3. Pass the predictor data matrix and the trained SVM classifier containing the optimal score transformation function (ScoreSVMModel) to predict. The second column in the second output argument of predict stores the positive class posterior probabilities corresponding to each row of the predictor data matrix.

If you skip step 2, then predict returns the positive class score rather than the positive class posterior probability.

• After fitting posterior probabilities, you can generate C/C++ code that predicts labels for new data. Generating C/C++ code requires MATLAB® Coder™. For details, see Introduction to Code Generation.

## Algorithms

The software fits the appropriate score-to-posterior-probability transformation function by using the SVM classifier SVMModel and by conducting 10-fold cross-validation using the stored predictor data (SVMModel.X) and the class labels (SVMModel.Y), as outlined in [1]. The transformation function computes the posterior probability that an observation is classified into the positive class (SVMModel.Classnames(2)).

• If the classes are inseparable, then the transformation function is the sigmoid function.

• If the classes are perfectly separable, then the transformation function is the step function.

• In two-class learning, if one of the two classes has a relative frequency of 0, then the transformation function is the constant function. The fitPosterior function is not appropriate for one-class learning.

• The software stores the optimal score-to-posterior-probability transformation function in ScoreSVMModel.ScoreTransform.
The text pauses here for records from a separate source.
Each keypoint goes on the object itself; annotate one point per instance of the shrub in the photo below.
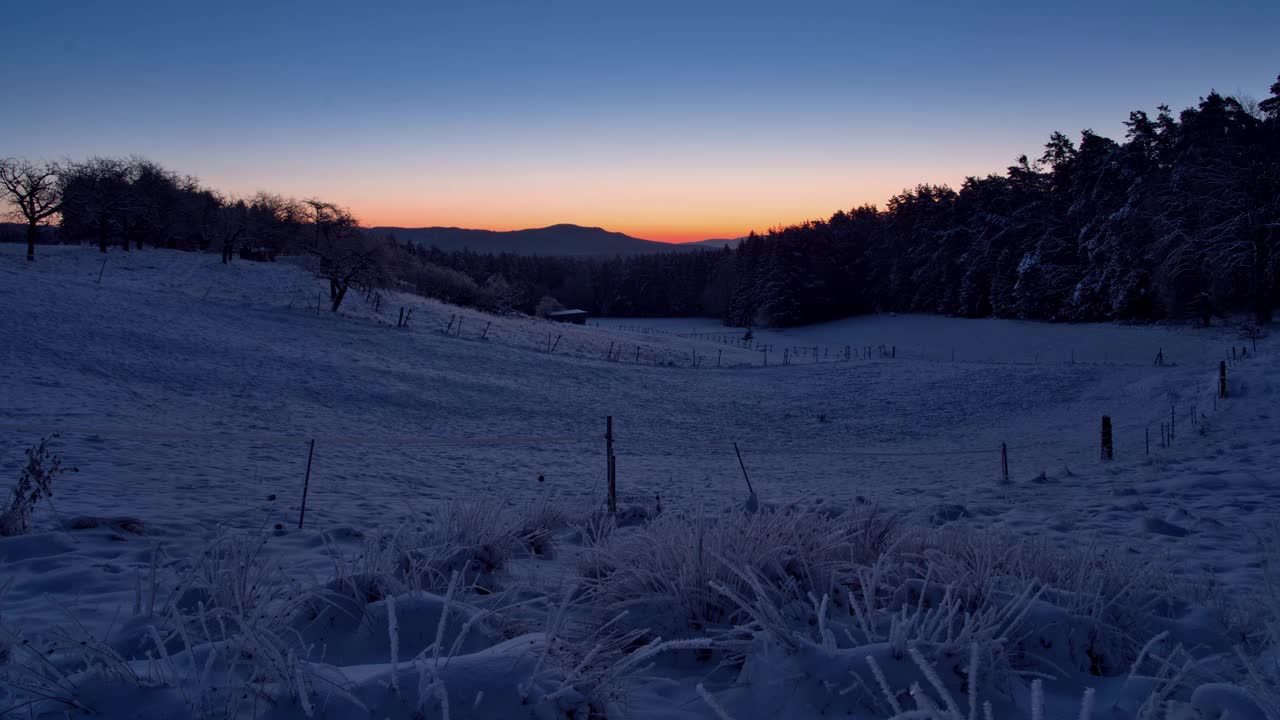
(36, 482)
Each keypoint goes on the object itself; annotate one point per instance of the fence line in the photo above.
(277, 438)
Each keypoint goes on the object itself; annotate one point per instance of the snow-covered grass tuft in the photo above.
(35, 483)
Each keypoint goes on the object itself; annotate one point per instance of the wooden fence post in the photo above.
(743, 465)
(306, 484)
(612, 468)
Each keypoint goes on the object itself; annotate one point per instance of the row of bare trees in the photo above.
(132, 203)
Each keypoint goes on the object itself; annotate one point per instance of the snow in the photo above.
(188, 392)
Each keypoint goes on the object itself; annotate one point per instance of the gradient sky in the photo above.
(667, 121)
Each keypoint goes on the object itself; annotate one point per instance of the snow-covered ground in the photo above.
(188, 392)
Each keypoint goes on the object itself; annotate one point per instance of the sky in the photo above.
(666, 121)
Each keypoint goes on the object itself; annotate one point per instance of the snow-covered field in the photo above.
(188, 392)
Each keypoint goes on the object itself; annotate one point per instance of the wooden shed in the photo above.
(576, 317)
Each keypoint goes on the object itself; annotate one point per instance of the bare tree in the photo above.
(33, 190)
(344, 254)
(95, 196)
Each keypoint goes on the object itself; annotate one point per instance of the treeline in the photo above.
(1178, 220)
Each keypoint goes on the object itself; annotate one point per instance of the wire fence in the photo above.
(374, 472)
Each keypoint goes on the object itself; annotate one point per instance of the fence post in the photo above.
(743, 465)
(306, 484)
(612, 468)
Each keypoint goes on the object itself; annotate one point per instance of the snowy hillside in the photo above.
(188, 393)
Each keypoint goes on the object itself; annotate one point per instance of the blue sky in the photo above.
(672, 121)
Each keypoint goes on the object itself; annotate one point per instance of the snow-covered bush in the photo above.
(35, 483)
(664, 575)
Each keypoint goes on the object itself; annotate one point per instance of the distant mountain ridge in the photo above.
(553, 240)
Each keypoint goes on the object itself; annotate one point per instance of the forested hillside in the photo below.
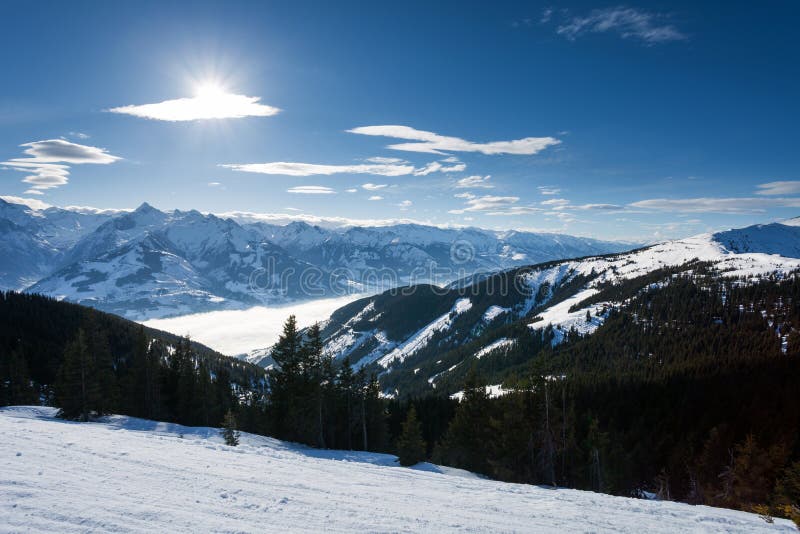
(688, 391)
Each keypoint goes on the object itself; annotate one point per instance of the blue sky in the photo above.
(632, 121)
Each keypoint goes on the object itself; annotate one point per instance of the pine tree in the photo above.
(469, 435)
(411, 448)
(15, 381)
(229, 431)
(76, 387)
(284, 382)
(316, 376)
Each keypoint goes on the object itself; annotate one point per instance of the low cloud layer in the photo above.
(626, 22)
(48, 162)
(779, 188)
(285, 168)
(474, 182)
(740, 205)
(201, 107)
(432, 143)
(311, 190)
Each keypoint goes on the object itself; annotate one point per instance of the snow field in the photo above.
(131, 475)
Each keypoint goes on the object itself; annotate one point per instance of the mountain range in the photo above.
(427, 337)
(148, 263)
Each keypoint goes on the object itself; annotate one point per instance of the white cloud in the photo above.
(33, 203)
(779, 188)
(379, 159)
(433, 143)
(624, 21)
(209, 105)
(49, 161)
(310, 169)
(486, 203)
(286, 168)
(598, 207)
(556, 203)
(328, 222)
(548, 190)
(435, 166)
(311, 190)
(373, 187)
(716, 205)
(474, 182)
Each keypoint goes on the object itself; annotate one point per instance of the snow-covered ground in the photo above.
(131, 475)
(235, 332)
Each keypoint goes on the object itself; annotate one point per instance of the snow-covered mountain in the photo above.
(408, 331)
(146, 476)
(148, 263)
(415, 253)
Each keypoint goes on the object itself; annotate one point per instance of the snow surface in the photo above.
(704, 247)
(235, 332)
(501, 343)
(132, 475)
(493, 391)
(420, 340)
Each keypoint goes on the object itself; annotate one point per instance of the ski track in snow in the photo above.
(131, 475)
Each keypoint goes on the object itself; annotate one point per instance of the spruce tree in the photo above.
(411, 448)
(229, 431)
(15, 381)
(76, 387)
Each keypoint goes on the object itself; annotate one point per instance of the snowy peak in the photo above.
(776, 238)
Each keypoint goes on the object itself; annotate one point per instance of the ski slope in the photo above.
(131, 475)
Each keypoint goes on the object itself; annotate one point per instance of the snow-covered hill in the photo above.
(409, 331)
(132, 475)
(148, 263)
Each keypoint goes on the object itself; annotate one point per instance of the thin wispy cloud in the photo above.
(474, 182)
(626, 22)
(743, 205)
(495, 205)
(556, 203)
(548, 190)
(32, 203)
(49, 161)
(311, 190)
(381, 159)
(563, 205)
(286, 168)
(436, 166)
(779, 188)
(433, 143)
(204, 106)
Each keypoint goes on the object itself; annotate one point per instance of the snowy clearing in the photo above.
(235, 332)
(132, 475)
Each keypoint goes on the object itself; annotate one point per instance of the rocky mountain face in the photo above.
(426, 337)
(148, 263)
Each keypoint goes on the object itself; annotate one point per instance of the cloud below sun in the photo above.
(209, 103)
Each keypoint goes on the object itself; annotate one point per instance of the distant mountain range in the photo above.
(427, 339)
(147, 263)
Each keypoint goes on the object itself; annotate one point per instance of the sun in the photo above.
(209, 89)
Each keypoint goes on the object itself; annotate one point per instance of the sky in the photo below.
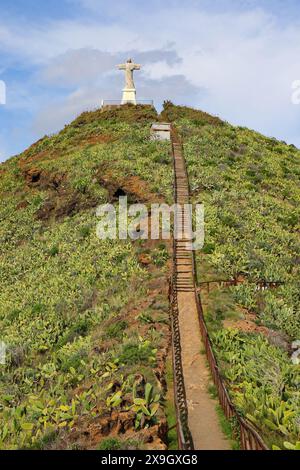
(232, 58)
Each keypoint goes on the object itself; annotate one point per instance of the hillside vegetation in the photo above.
(249, 185)
(85, 320)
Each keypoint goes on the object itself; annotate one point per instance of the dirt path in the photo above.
(202, 416)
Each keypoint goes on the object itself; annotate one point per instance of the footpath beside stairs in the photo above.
(202, 419)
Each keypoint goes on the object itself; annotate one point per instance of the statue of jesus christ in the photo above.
(129, 67)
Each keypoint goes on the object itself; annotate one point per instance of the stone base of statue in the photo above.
(129, 96)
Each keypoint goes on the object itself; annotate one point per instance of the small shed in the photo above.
(161, 131)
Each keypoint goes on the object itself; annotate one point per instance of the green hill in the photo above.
(86, 321)
(249, 185)
(81, 316)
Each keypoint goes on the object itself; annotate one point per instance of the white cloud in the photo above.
(245, 61)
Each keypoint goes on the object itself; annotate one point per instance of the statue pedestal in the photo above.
(129, 96)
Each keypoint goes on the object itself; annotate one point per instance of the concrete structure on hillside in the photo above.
(161, 131)
(129, 92)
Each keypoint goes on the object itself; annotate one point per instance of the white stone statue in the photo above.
(129, 92)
If you re-estimate the score-to-posterior-probability transformation function, that is, if you pass an SVM classifier to fitPosterior or fitSVMPosterior and its ScoreTransform property is not none, then the software:

• Displays a warning

• Resets the original transformation function to 'none' before estimating the new one

## Alternative Functionality

You can also fit the optimal score-to-posterior-probability function by using fitSVMPosterior. This function is similar to fitPosterior, except it is more broad because it accepts a wider range of SVM classifier types.

## References

[1] Platt, J. “Probabilistic outputs for support vector machines and comparisons to regularized likelihood methods.” Advances in Large Margin Classifiers. Cambridge, MA: The MIT Press, 2000, pp. 61–74.